La primera sensación al entrar en el templo fue de no saber hacia dónde mirar, de desconcierto, de ser abrumado por la grandeza, la altura de las naves, los mosaicos o el Cristo Pantocrátor que dominaba el ábside y que nos seguía con la mirada. Era el elemento que captaba la atención con más fuerza, como si todo estuviera orientado hacia él. Tras esa primera impresión, y acomodarse a la mezcla de luces de las ventanas, penumbra suave y brillo de los mosaicos, fuimos arrojando la mirada sobre los diversos elementos.


Esa carcasa dorada era una Biblia representada en una forma sencilla, para un pueblo simple y sin formación académica ni teológica que, sin embargo, conocía el antiguo y el Nuevo Testamento, las vidas de santos, los milagros, y las escenas sagradas. Siguiendo la iconografía de la nave central podía leer la doctrina cristiana e interpretar lo que le habían enseñado desde el púlpito. Ángeles y arcángeles revoloteaban por las paredes, los apóstoles observaban con el ceño fruncido a los visitantes, Adán y Eva abandonaban el paraíso, los animales del arca de Noé se desparramaban por todos sitios, rostros enmarcados en medallones mantenían el equilibrio en dinteles, arcos o muros. Avanzamos hacia el centro para dejarnos captar por ese ambiente general, ese clima artístico impregnado de espiritualidad. Cuando te cansabas de las escenas podías concentrarte en el hermoso suelo o en el brillante techo, que sustituyó al que pereció en un incendio en el siglo XIX.
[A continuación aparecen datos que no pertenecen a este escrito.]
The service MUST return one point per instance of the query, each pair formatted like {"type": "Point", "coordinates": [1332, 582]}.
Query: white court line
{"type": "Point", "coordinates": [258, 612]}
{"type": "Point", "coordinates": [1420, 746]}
El Cristo Pantocrátor era de clara inspiración bizantina. Debajo, la Virgen con el niño, a la que acompañaban apóstoles, profetas y otros personajes bíblicos. Cristo representaba la autoridad. Los dedos meñique y anular de la mano derecha se juntaban al pulgar para representar la Trinidad, la unión de lo divino y lo humano.


En la realización intervinieron varios talleres de artesanos bajo una dirección unitaria que supuso un estilo único inspirado en la Capilla Palatina de Palermo. Las diferencias se encontraban en la calidad. Las zonas menos visibles e importantes fueron ejecutadas por artistas menos competentes y de forma menos diligente, más rápida, sin tanto cuidado. Sin embargo, eran los mismos rostros, gestos o actitudes, paisajes o ámbitos arquitectónicos que eran vigilados por ese artista que controlaba la homogeneidad. La ejecución se prolongó durante poco tiempo, para la magnitud de los trabajos. Quizá a la muerte del rey estuviera casi terminada.